Lately, as I move from one application to another, I have noticed how much applications are all beginning to look more and more alike. It feels very much like the look-alike teenage girls at the mall, with their long, bone-straight hair, in their black NorthFace jackets, skinny jeans, and Ugg boots. They all look in style, but they all look the same. This is the point for teenagers, but is it the point of a good user experience?
There is the style movement of flat UI happening, but then there is the actual presentation. With Windows Metro stepping into the flat but colorful arena first came the welcome new wave of clean, flat UI. It was great to have grids, better use of fonts, and the notion of whitespace all in the game! It’s just that from Google to Apple and beyond, the interfaces and experiences all seem to be so similar, so much so, that at a glance, sometimes I can't tell one from the other.
A few months ago, I was talking to a colleague about an assortment of applications, which had been printed out to get a high-level look at the current state of trending applications in the market.

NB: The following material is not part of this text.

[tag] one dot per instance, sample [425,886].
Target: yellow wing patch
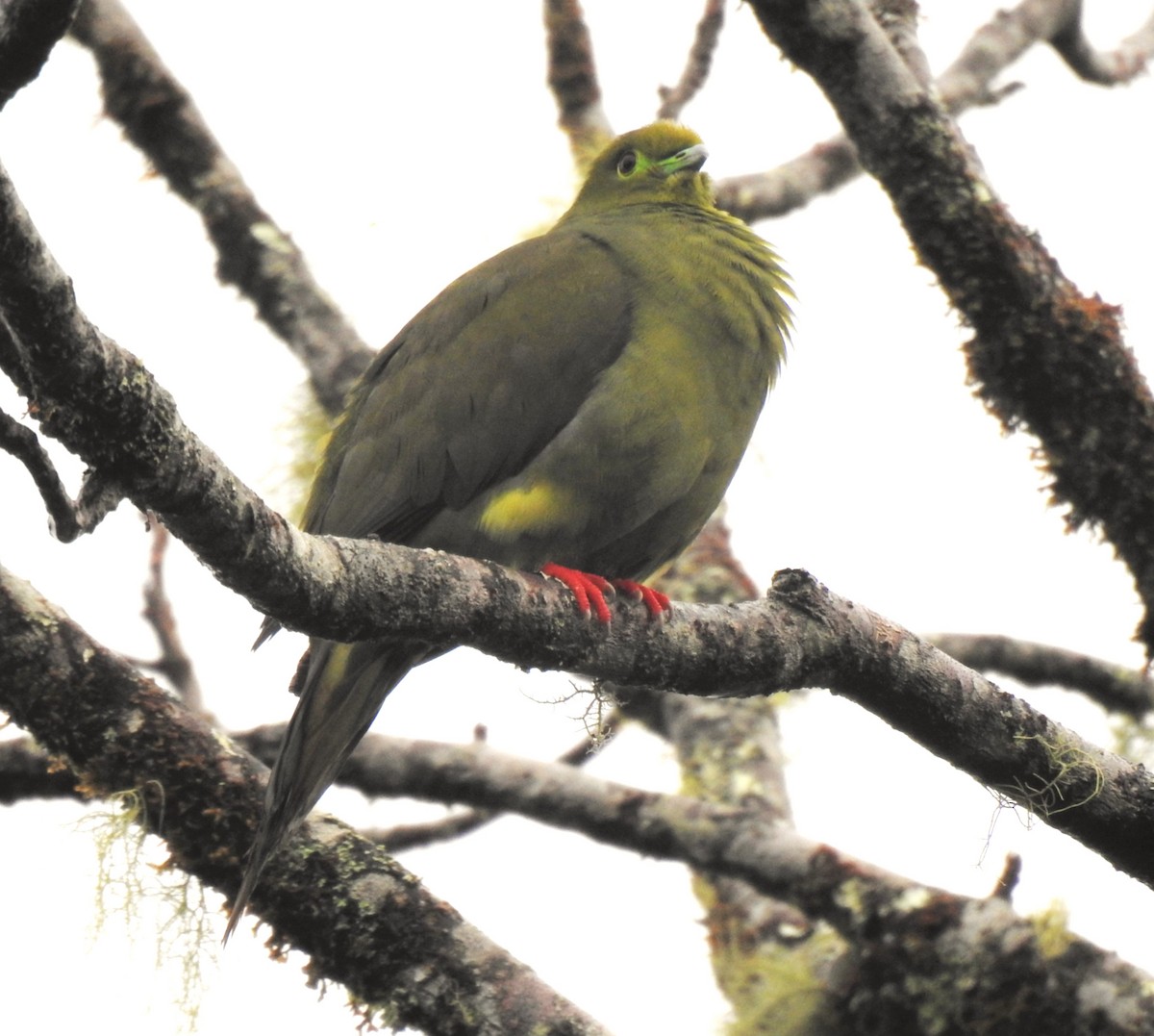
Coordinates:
[532,509]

What I immediately noticed was how many apps are using the same visual stylings, such as the same colors, the same rounded images, and the same light outline of the icons. These presentations are nice, except when you can't tell one from the other. Is this because of pressure to get software out the door, and that perpetuating what is a known entity is faster and more predictable? The problem with this is creating an experience that is so similar to all others, both visually and experientially, is not only mundane, it also weakens the brand. How do you differentiate your product and promote your brand?

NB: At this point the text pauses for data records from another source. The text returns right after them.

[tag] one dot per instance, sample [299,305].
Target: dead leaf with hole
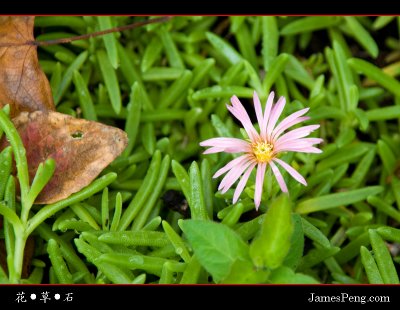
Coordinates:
[80,148]
[23,84]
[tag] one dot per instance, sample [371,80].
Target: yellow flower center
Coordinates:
[262,151]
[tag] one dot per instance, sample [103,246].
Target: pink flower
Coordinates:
[262,148]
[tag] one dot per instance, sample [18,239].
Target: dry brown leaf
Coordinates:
[23,85]
[80,148]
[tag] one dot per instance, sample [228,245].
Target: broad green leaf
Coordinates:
[270,248]
[293,258]
[315,234]
[285,275]
[215,245]
[243,272]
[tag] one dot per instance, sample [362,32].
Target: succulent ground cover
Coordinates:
[155,214]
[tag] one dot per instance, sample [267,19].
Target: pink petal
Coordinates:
[302,142]
[230,165]
[276,112]
[258,109]
[288,120]
[278,177]
[297,176]
[232,176]
[301,150]
[242,183]
[259,184]
[267,113]
[220,142]
[241,114]
[297,133]
[214,149]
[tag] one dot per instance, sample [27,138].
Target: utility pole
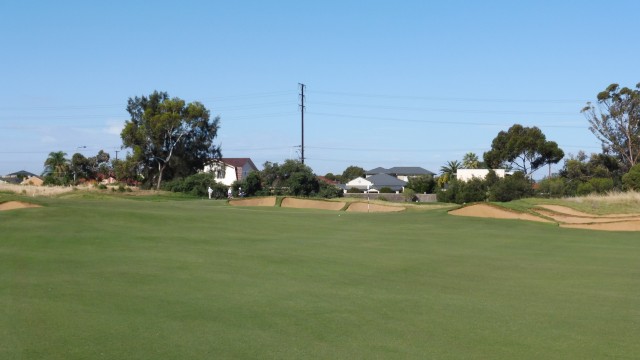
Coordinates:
[302,86]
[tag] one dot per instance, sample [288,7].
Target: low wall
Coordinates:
[392,197]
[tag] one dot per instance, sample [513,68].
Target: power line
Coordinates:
[466,123]
[413,97]
[466,111]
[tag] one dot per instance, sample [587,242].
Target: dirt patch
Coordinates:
[610,226]
[562,215]
[266,201]
[488,211]
[33,190]
[312,204]
[13,205]
[569,211]
[364,207]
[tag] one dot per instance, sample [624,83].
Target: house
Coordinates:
[468,174]
[229,170]
[32,180]
[403,173]
[377,182]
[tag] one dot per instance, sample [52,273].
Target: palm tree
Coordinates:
[451,168]
[470,161]
[56,164]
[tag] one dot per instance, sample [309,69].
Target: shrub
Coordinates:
[601,185]
[409,195]
[631,180]
[584,188]
[197,185]
[552,187]
[471,191]
[328,191]
[513,187]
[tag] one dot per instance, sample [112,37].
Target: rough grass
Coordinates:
[116,278]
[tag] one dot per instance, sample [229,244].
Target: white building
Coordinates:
[229,170]
[468,174]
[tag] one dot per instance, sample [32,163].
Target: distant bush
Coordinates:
[328,191]
[631,180]
[601,185]
[197,185]
[409,195]
[513,187]
[551,187]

Are we evolving into periods of UI design? There was the "Battleship Gray" era of the late 80s and early 90s, then the colorful, almost bulbous, three-dimensional interfaces of the new millennium. After years of gray, how fun and refreshing it was to have all that color and tangible components. And how can we forget the excitement of the period of interfaces without color, the elegance of the transparent era of glass. Then Windows Metro brought us the clean, crisp, and modern flat UI. This has left me wondering, could we be in the "mid-century" era of UI design? If so, it would be great to have some of the mid-century flare, beyond round user images, to support more distinct visual presentations and overall user experiences. We now have motion graphics that aid in adding distinct dimension to the end-user experience. As we know, similar interaction can be useful and predictable, but if we, as designers, provide the right affordances, interactions should be useable, discoverable, and meet the user’s needs for the intended experience. Will flat UI design, like mid-century design, become a classic look and feel that lasts throughout the ages? Will UI cycle through styles, revisiting various styles and trends again? Will we embrace a style period but still have the confidence to apply unique and identifiable visuals to our own experience, within the mainstream market?
If UI is fashionable, what is the next big trend? Will battleship gray cycle back around or will wavy interfaces with subtle curves come into fashion next? After all, flat hair is out—wavy hair and Bean boots are making a comeback. So maybe it’s time to spice things up in the UX world and not only move beyond the flat hair, fleece, and fuzzy boots, but find your own color boots or fleece this time around.